このプロセスを経る中で、私は一つの明確な気づきを得ました。
それは、自分自身がDELF/DALFの試験に対して本当に強い愛着を抱いているということです。
もちろん、受験された方ならお分かりだと思いますが、これらの試験は、かなりのストレスを伴い、一筋縄ではいかない挑戦です。
しかし、その難しさの中には、非常に大切な力を身につけるための貴重な機会が詰まっており、わたしはこれがただの試験に留まらず、自分の成長に繋がる重要なステップであると確信しています。
よって、これまでは「仏検」と「DELF」の両者の重要性を中庸に捉えようとしていましたが、今後ははっきりと「DELF推し」とポジションを取ることに決めました。
今回は、その思いを言葉にしたいと思います。
(この記事ではわかりやすく「仏検」と「DELF」を対比させますが、仏検に対して悪意は全くないし、その重要性は認識しています。)
勉強には2つのフェーズがある
外国語学習に限らないとは思いますが、わたしは「学習過程」には2つのフェーズがあると思っています。
かなり大雑把にいうと
・武器集めのフェーズ
・集めた武器を使って戦いにいくフェーズ
上記の2つです。(物騒な例ですみません。笑)
それぞれがどんなものか想像することは難しくないかもしれませんが、説明しておきます。
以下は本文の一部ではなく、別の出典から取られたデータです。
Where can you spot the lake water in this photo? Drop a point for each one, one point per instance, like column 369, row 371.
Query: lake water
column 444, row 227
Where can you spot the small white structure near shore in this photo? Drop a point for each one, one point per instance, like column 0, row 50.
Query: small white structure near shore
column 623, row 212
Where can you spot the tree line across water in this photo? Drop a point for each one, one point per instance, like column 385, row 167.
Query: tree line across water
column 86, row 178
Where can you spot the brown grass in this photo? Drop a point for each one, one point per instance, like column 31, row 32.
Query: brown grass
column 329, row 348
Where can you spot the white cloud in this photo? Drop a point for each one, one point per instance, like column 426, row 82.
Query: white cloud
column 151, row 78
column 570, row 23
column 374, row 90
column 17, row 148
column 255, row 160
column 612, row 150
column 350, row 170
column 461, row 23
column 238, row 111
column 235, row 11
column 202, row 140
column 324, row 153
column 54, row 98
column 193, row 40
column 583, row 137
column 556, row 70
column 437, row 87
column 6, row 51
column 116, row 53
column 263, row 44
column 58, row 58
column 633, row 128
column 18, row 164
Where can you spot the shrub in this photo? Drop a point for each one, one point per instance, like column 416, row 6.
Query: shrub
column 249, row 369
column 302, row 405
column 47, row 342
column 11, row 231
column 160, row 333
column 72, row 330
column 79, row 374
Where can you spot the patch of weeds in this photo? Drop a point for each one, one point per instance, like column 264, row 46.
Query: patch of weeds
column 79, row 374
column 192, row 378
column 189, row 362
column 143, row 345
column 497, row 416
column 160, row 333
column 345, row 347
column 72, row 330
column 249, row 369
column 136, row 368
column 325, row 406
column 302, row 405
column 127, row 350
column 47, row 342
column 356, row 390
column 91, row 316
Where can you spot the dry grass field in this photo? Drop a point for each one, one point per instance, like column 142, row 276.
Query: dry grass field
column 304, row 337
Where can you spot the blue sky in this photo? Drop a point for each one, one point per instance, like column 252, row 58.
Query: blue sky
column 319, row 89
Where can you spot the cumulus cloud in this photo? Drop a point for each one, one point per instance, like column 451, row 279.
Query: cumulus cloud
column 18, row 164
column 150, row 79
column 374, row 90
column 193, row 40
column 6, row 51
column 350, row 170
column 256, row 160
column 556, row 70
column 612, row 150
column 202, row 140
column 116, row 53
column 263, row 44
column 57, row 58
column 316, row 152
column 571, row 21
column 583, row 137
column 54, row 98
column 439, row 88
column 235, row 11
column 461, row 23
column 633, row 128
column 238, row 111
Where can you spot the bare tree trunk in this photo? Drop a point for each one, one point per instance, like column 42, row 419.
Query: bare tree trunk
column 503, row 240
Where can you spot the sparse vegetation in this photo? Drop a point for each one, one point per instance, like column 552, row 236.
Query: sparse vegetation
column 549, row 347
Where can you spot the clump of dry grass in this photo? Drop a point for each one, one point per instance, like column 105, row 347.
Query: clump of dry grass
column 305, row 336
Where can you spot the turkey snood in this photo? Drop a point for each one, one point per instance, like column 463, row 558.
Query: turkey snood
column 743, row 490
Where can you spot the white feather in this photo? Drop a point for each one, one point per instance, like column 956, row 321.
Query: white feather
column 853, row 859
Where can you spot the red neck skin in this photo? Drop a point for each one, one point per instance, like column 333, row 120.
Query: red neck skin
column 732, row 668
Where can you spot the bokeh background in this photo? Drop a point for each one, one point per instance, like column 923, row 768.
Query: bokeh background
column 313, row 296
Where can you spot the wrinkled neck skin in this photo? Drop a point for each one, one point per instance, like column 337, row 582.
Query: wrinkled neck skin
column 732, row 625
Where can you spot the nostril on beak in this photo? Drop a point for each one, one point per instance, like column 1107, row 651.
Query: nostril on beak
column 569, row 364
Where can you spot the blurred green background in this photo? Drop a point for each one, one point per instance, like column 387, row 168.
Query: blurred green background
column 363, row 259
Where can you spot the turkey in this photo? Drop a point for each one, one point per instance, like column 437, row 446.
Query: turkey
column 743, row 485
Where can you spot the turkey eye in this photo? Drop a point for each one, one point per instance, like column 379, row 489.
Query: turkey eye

「武器集めのフェーズ」とは、文法知識や単語などを詰め込むことです。ここで大切なことはより多くの情報を集めることで、こちらの特徴は必ず「正解がある」ことです。
一方、「武器を使って戦いに行くフェーズ」は、これまでに得た武器(知識など)を総動員して、実際にコミュニケーションをとる段階のことです。
要するに、単なる知識の再現ではない、ということです。
よって、こちらには一つの明確な正解は存在しません。
もちろん、手にする武器はより多いほうがいいし、それをできるだけ上手に使いこなせるほうがいいことは明らかです。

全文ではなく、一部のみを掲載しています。